From medicine to agriculture, energy, communication, and transportation, we have technologies our grandparents could not have imagined. Some of these technologies have dark sides and unknown consequences. Who will be the guardians for future generations insuring that our present technologies don't negatively impact our descendants?
The Precautionary Principle suggests that we err on the side of caution when designing for our future. It is a tool for making better health and environmental decisions, and aims to prevent harm from the outset rather than manage it after the fact.
Although America's founding father's intended a government that would allow its citizens life, liberty and the pursuit of happiness, they could not have anticipated the industrial age with its extremely toxic substances that now pollute the soil, air, and water, our country's commons.
What role does both government and the individual play in protecting these commons, our common heritage?
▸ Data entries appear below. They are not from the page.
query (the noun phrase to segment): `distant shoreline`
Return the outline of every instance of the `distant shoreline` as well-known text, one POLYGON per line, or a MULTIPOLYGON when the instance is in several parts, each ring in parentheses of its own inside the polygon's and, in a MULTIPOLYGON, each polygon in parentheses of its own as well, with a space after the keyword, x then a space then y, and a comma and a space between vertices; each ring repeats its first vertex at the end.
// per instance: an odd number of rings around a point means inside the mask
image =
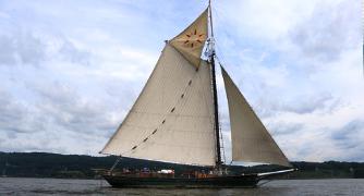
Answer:
MULTIPOLYGON (((99 180, 94 169, 109 169, 117 157, 93 157, 85 155, 60 155, 48 152, 0 152, 0 177, 32 179, 72 179, 99 180)), ((294 161, 292 166, 298 172, 282 176, 284 180, 328 180, 328 179, 364 179, 363 162, 304 162, 294 161)), ((157 161, 146 161, 124 158, 121 168, 130 169, 173 169, 177 173, 189 170, 203 170, 199 167, 172 164, 157 161)), ((277 166, 236 167, 229 166, 234 174, 274 171, 277 166)), ((206 170, 206 168, 205 168, 206 170)))

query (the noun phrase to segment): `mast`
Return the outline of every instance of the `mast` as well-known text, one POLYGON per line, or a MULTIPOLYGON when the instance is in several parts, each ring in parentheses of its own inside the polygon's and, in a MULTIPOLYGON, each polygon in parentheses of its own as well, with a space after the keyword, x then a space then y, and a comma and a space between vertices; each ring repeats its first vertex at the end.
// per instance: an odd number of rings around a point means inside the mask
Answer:
POLYGON ((217 89, 216 89, 216 72, 215 72, 215 39, 214 39, 214 29, 213 29, 213 14, 211 14, 211 0, 208 1, 208 11, 209 11, 209 24, 211 35, 208 39, 208 53, 209 53, 209 62, 211 64, 211 82, 213 82, 213 94, 214 94, 214 115, 215 115, 215 137, 216 137, 216 166, 220 168, 221 162, 221 151, 220 151, 220 126, 219 126, 219 107, 218 107, 218 98, 217 98, 217 89))

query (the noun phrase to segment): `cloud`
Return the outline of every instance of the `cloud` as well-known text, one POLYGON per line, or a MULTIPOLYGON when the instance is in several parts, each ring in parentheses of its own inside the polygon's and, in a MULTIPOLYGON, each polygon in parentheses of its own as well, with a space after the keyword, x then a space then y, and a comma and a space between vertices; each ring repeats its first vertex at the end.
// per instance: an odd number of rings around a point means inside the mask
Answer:
MULTIPOLYGON (((360 2, 215 3, 218 58, 289 159, 363 160, 360 2)), ((0 149, 96 155, 137 98, 163 40, 205 5, 2 2, 0 149)), ((218 85, 229 160, 221 77, 218 85)))
POLYGON ((292 42, 305 58, 335 61, 360 44, 359 1, 318 4, 313 14, 291 30, 292 42), (325 7, 326 9, 323 9, 325 7))
POLYGON ((0 35, 0 64, 38 65, 45 59, 44 44, 29 33, 0 35))

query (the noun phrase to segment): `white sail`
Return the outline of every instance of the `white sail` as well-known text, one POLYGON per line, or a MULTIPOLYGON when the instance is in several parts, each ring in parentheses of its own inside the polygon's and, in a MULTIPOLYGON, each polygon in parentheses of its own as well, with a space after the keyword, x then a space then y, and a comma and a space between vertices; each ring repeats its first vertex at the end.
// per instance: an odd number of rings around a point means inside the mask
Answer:
POLYGON ((291 167, 236 85, 222 66, 221 70, 229 105, 232 160, 291 167))
POLYGON ((199 65, 201 52, 208 34, 207 16, 206 9, 187 28, 170 40, 170 44, 196 68, 199 65))
POLYGON ((133 108, 102 154, 184 164, 215 164, 210 66, 198 71, 166 45, 133 108))

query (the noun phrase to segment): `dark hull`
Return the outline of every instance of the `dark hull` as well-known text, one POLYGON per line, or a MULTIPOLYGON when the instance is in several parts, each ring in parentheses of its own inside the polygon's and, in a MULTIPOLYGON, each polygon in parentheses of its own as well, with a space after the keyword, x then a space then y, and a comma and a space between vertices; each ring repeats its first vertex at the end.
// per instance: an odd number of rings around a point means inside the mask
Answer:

What compelling vision can we have for ourselves and our children that allows us to be prosperous, healthy, and ecologically whole? Come learn about the Precautionary Principle and its tool kit for communities, organizations, and government.
Carolyn Raffensperger has helped define, shape, and lead the precautionary movement. She and her team at the Science and Environmental Health Network, have purposefully sown the seeds of the precautionary principle across the United States.
Carolyn Raffensperger is an environmental lawyer and the Executive Director of the Science and Environmental Health Network. She is the co-editor of Precautionary Tools for Reshaping Environmental Policy published by M.I.T. Press (2006) and Protecting Public Health and the Environment: Implementing the Precautionary Principle, published by Island Press (1999). Together, these volumes are the most comprehensive exploration to date of the history, theory, and implementation of the precautionary principle. Carolyn coined the term “ecological medicine” to encompass the broad notions that both health and healing are entwined with the natural world.
Carolyn will be joined by her friend and colleague David Eisenberg of the Development Center for Appropriate Technology (DCAT), who since 1995, has led the effort to create a sustainable context for building regulations. A panel discussion including community members from backgrounds of health, agriculture, social justice, and education will follow the talk.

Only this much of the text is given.